Your article raises the serious question of whether the better falling off the tightrope option would be on the under-stimulus side. I have read many a critic of this option, citing the Japanese experience of the past 20 years, who feel this would create more problems than rampant inflation. These seem to have the point of view that the future elevated interest rates, as in the Volker era, are preferable, with the accompanying stagflation.
I would like to see a serious analysis of the trade-offs between the two outcomes.
By the way, as I type this, the Fed minutes are being released. Amazingly, the Fed mentions the possibility of establishing a HIGHER inflation target. For years, Fed policy has followed a practice of trying to limit inflation. They are now talking about a policy of trying to encourage inflation. Since the Fed has often been behind the curve, does this policy statement portend something?

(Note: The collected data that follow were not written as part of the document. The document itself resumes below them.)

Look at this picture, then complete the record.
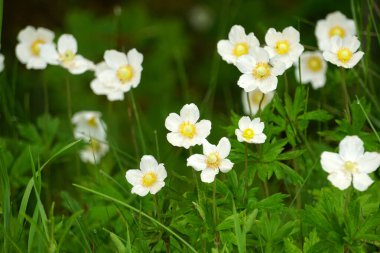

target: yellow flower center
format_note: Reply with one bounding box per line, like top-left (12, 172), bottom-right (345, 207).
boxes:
top-left (253, 62), bottom-right (271, 79)
top-left (250, 90), bottom-right (265, 105)
top-left (242, 128), bottom-right (255, 140)
top-left (179, 122), bottom-right (196, 138)
top-left (329, 26), bottom-right (345, 38)
top-left (307, 56), bottom-right (322, 72)
top-left (233, 43), bottom-right (249, 57)
top-left (59, 50), bottom-right (75, 63)
top-left (142, 172), bottom-right (157, 187)
top-left (275, 40), bottom-right (290, 55)
top-left (87, 116), bottom-right (98, 127)
top-left (89, 139), bottom-right (101, 152)
top-left (344, 161), bottom-right (358, 173)
top-left (206, 152), bottom-right (221, 169)
top-left (31, 39), bottom-right (46, 56)
top-left (116, 65), bottom-right (134, 83)
top-left (337, 48), bottom-right (352, 63)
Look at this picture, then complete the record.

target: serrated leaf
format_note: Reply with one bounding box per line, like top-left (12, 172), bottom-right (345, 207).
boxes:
top-left (299, 110), bottom-right (333, 121)
top-left (277, 149), bottom-right (305, 160)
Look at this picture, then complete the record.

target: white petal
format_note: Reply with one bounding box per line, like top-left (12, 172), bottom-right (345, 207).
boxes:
top-left (257, 76), bottom-right (277, 94)
top-left (254, 48), bottom-right (270, 62)
top-left (238, 116), bottom-right (251, 130)
top-left (339, 136), bottom-right (364, 161)
top-left (131, 185), bottom-right (150, 196)
top-left (167, 132), bottom-right (185, 148)
top-left (127, 48), bottom-right (143, 67)
top-left (18, 26), bottom-right (37, 43)
top-left (26, 58), bottom-right (47, 69)
top-left (104, 50), bottom-right (127, 69)
top-left (200, 168), bottom-right (218, 183)
top-left (238, 74), bottom-right (257, 92)
top-left (283, 26), bottom-right (300, 43)
top-left (58, 34), bottom-right (78, 55)
top-left (107, 91), bottom-right (124, 101)
top-left (156, 164), bottom-right (167, 181)
top-left (140, 155), bottom-right (158, 172)
top-left (352, 173), bottom-right (373, 191)
top-left (219, 159), bottom-right (233, 173)
top-left (202, 139), bottom-right (216, 155)
top-left (195, 120), bottom-right (211, 139)
top-left (265, 28), bottom-right (280, 47)
top-left (346, 51), bottom-right (364, 68)
top-left (236, 55), bottom-right (255, 73)
top-left (15, 44), bottom-right (31, 64)
top-left (321, 152), bottom-right (344, 173)
top-left (217, 40), bottom-right (235, 64)
top-left (40, 44), bottom-right (59, 65)
top-left (165, 113), bottom-right (181, 132)
top-left (180, 103), bottom-right (200, 123)
top-left (150, 181), bottom-right (165, 194)
top-left (187, 154), bottom-right (207, 171)
top-left (36, 27), bottom-right (54, 42)
top-left (217, 137), bottom-right (231, 159)
top-left (327, 172), bottom-right (351, 190)
top-left (252, 133), bottom-right (267, 143)
top-left (235, 129), bottom-right (244, 142)
top-left (228, 25), bottom-right (246, 43)
top-left (357, 152), bottom-right (380, 173)
top-left (252, 120), bottom-right (264, 133)
top-left (125, 169), bottom-right (142, 186)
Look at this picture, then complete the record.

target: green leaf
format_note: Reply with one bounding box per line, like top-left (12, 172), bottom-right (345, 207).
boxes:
top-left (284, 238), bottom-right (302, 253)
top-left (299, 110), bottom-right (333, 121)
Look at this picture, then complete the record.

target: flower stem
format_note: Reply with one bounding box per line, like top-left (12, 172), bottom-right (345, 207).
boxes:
top-left (213, 180), bottom-right (220, 250)
top-left (340, 69), bottom-right (351, 123)
top-left (246, 92), bottom-right (253, 116)
top-left (153, 194), bottom-right (161, 222)
top-left (129, 90), bottom-right (146, 154)
top-left (258, 93), bottom-right (265, 116)
top-left (244, 142), bottom-right (248, 205)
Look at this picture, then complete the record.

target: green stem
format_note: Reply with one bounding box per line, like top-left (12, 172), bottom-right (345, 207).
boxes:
top-left (244, 143), bottom-right (248, 205)
top-left (258, 94), bottom-right (265, 117)
top-left (246, 92), bottom-right (253, 116)
top-left (213, 180), bottom-right (220, 250)
top-left (340, 69), bottom-right (351, 123)
top-left (129, 90), bottom-right (146, 154)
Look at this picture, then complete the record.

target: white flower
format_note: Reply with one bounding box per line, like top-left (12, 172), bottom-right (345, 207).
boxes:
top-left (79, 138), bottom-right (109, 164)
top-left (315, 11), bottom-right (356, 51)
top-left (0, 53), bottom-right (4, 72)
top-left (321, 136), bottom-right (380, 191)
top-left (236, 47), bottom-right (286, 93)
top-left (40, 34), bottom-right (94, 74)
top-left (126, 155), bottom-right (167, 196)
top-left (217, 25), bottom-right (260, 65)
top-left (165, 103), bottom-right (211, 149)
top-left (72, 111), bottom-right (107, 141)
top-left (295, 51), bottom-right (327, 89)
top-left (90, 49), bottom-right (143, 101)
top-left (187, 137), bottom-right (234, 183)
top-left (90, 62), bottom-right (125, 101)
top-left (235, 116), bottom-right (266, 144)
top-left (15, 26), bottom-right (55, 69)
top-left (322, 36), bottom-right (364, 69)
top-left (242, 90), bottom-right (274, 115)
top-left (264, 26), bottom-right (304, 69)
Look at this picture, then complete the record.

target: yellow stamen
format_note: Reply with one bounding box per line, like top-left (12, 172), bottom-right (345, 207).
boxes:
top-left (275, 40), bottom-right (290, 55)
top-left (59, 50), bottom-right (75, 63)
top-left (242, 128), bottom-right (255, 140)
top-left (344, 161), bottom-right (358, 173)
top-left (252, 62), bottom-right (271, 79)
top-left (87, 116), bottom-right (98, 127)
top-left (142, 172), bottom-right (157, 187)
top-left (116, 65), bottom-right (134, 83)
top-left (337, 48), bottom-right (352, 63)
top-left (206, 152), bottom-right (221, 169)
top-left (307, 56), bottom-right (322, 72)
top-left (31, 39), bottom-right (46, 56)
top-left (233, 43), bottom-right (249, 57)
top-left (329, 26), bottom-right (345, 38)
top-left (179, 122), bottom-right (196, 138)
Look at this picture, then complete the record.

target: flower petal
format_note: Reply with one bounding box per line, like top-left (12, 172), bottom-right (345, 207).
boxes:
top-left (131, 185), bottom-right (150, 196)
top-left (165, 113), bottom-right (181, 132)
top-left (104, 50), bottom-right (127, 69)
top-left (200, 168), bottom-right (218, 183)
top-left (217, 137), bottom-right (231, 159)
top-left (357, 152), bottom-right (380, 173)
top-left (352, 173), bottom-right (373, 191)
top-left (58, 34), bottom-right (78, 55)
top-left (187, 154), bottom-right (207, 171)
top-left (180, 103), bottom-right (200, 124)
top-left (125, 169), bottom-right (142, 186)
top-left (327, 171), bottom-right (351, 190)
top-left (321, 151), bottom-right (344, 173)
top-left (140, 155), bottom-right (158, 172)
top-left (150, 181), bottom-right (165, 194)
top-left (339, 136), bottom-right (364, 161)
top-left (219, 159), bottom-right (233, 173)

this is a great subject. Max, every day i move closer to the position that a new economic model is required based on common sense fiscal policy which does not rely on credit expansion to fuel the system.
John, there will never be serious analysis. economics is not a science. it is voodoo dogma with the inflationary camp imbedded and unwilling to concede there might be another god other than inflation.
i suspect the current economic model is in a failure mode. what will result is unknown. will it be better? - unknown.
the real problem which no one seems to be able to address is how to get out from under this debt. the current inflationary model cannot work at this debt level.